6. National/Regional Technology Development Will Gain Momentum
The worldwide sentiment continues to remain that HPC technology is strategic and not preferable to be outsourced. Well, we know India built its own homegrown supercomputer back in 1980s because of the denial of access to HPC systems from abroad. Europe and Russia are all on the path to developing indigenous HPC technologies. A growing thought from all scientists and engineers is that a creditable HPC technology development can only happen if the environment is one of more choices for the users and avoiding protectionism.

7. Big Data Methods Will Start to Transform the HPC Market, Including Storage
Existing commercial Big Data vendors are understanding the importance of HPC and the 2 fields are colliding. There is enormous interest generating for Big Data applications built on HPC technologies. Storage revenue will continue to grow 2-3% faster than servers. Data transfer technologies are of utmost importance for HPC applications for performance considerations. Faster interconnects and improved memory design for minimized data movement are on the feature list of most of the hardware vendors today.

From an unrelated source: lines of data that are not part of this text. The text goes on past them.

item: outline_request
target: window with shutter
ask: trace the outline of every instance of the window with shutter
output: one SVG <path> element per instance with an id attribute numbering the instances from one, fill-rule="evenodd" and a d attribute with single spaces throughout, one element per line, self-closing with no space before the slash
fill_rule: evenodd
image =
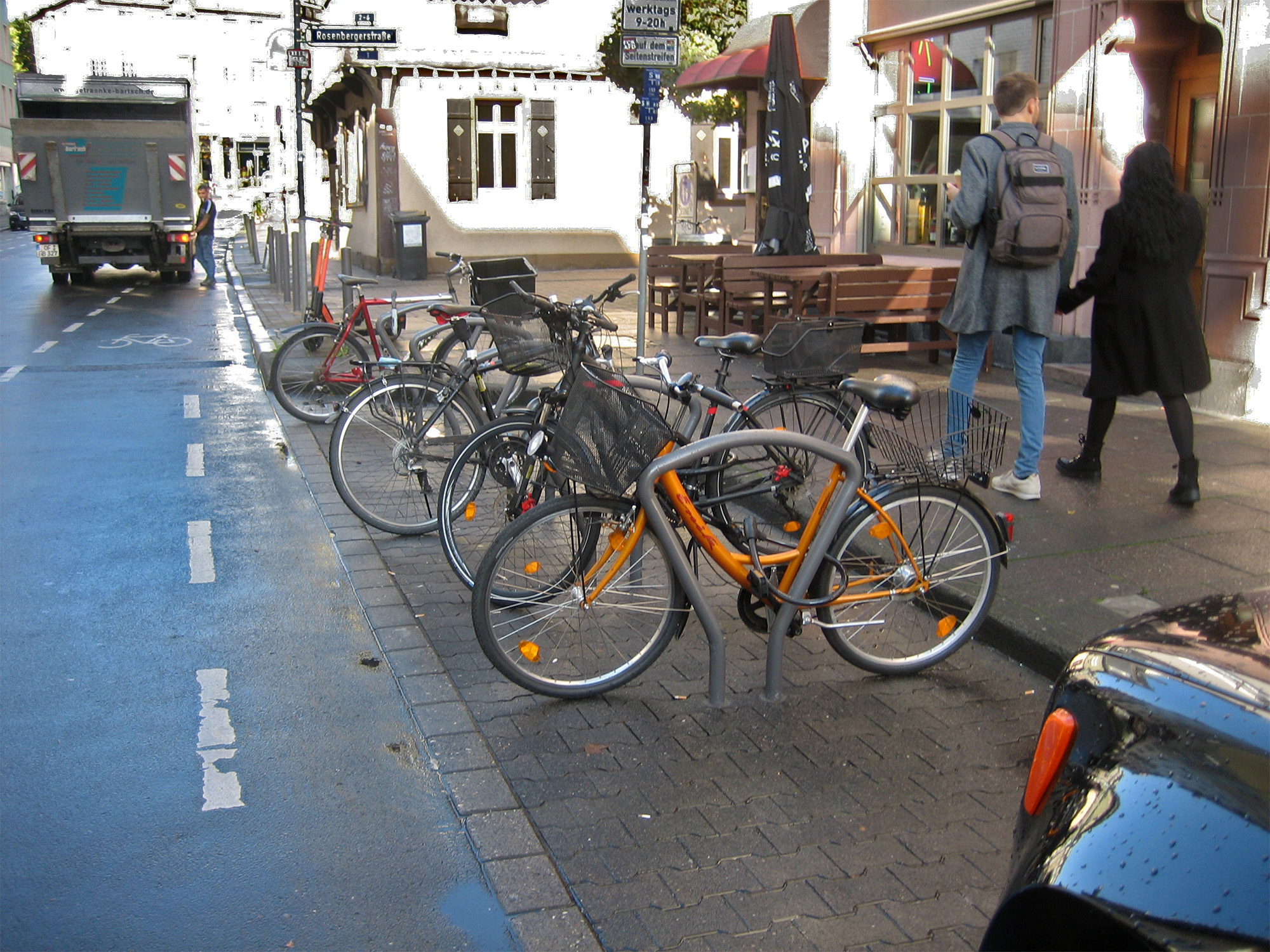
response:
<path id="1" fill-rule="evenodd" d="M 555 198 L 555 102 L 530 100 L 530 198 Z"/>
<path id="2" fill-rule="evenodd" d="M 446 150 L 450 159 L 450 201 L 476 198 L 472 162 L 472 100 L 446 100 Z"/>

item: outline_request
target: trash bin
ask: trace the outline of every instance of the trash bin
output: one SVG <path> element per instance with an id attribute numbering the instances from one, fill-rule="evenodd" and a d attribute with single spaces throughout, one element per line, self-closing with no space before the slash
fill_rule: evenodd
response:
<path id="1" fill-rule="evenodd" d="M 525 314 L 525 302 L 512 292 L 514 281 L 521 291 L 536 291 L 538 273 L 523 258 L 489 258 L 472 261 L 472 303 L 489 306 L 494 314 L 514 317 Z"/>
<path id="2" fill-rule="evenodd" d="M 428 277 L 428 216 L 423 212 L 392 212 L 392 251 L 398 281 L 423 281 Z"/>

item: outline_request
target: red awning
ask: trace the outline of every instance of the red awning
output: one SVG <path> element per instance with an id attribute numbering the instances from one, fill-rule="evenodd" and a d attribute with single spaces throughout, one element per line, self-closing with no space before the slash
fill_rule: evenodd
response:
<path id="1" fill-rule="evenodd" d="M 695 62 L 679 74 L 674 85 L 679 89 L 758 90 L 763 86 L 766 72 L 767 46 L 765 44 Z M 823 77 L 803 76 L 803 88 L 809 98 L 814 98 L 822 86 L 824 86 Z"/>

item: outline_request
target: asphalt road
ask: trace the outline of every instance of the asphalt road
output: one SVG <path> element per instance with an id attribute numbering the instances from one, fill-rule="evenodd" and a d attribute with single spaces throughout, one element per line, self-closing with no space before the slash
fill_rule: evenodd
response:
<path id="1" fill-rule="evenodd" d="M 0 288 L 0 946 L 511 947 L 224 286 Z"/>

8. Cloud Computing Will Make Steady Progress
A fair bit of adoption is happening in the private cloud for HPC. But the same is not true for public cloud because of concerns on security, latency and pricing. But some of the suggested workloads where HPC public clouds can be adopted are those which do not have significant communication overheads. This includes pre-production R&D projects and those by Small and Medium business enterprises who cannot afford for large data centers. Early adopters of HPC on cloud have been Government sectors, Manufacturing industries, Bio-Life sciences, Oil and Gas and Financial companies.

9. There Will Be Shifting Sands in the Networking Market
Infiniband has had more momentum in the HPC interconnect market, but nevertheless Ethernet is poised to expand its share. The forecast for HPC interconnect market is $2 billion by 2014. As per IDC, for the proprietary interconnect market to grow, they will have to differentiate on top of the emerging and advanced standards to compete with Ethernet and Infiniband.

10. Petascale Performance on Big Systems Will Create New Business Opportunities
The advances happening in the HPC server, processor, storage and networking market have opened up opportunities for a wide class of business applications to benefit from it. Application software will benefit from the higher performance that can be derived from heterogeneous systems and are also power aware. Big Data methods will see wider applications. On the system software side, smarter compilers and runtime systems are possible. Efficient power management is another critical design goal that can be achieved.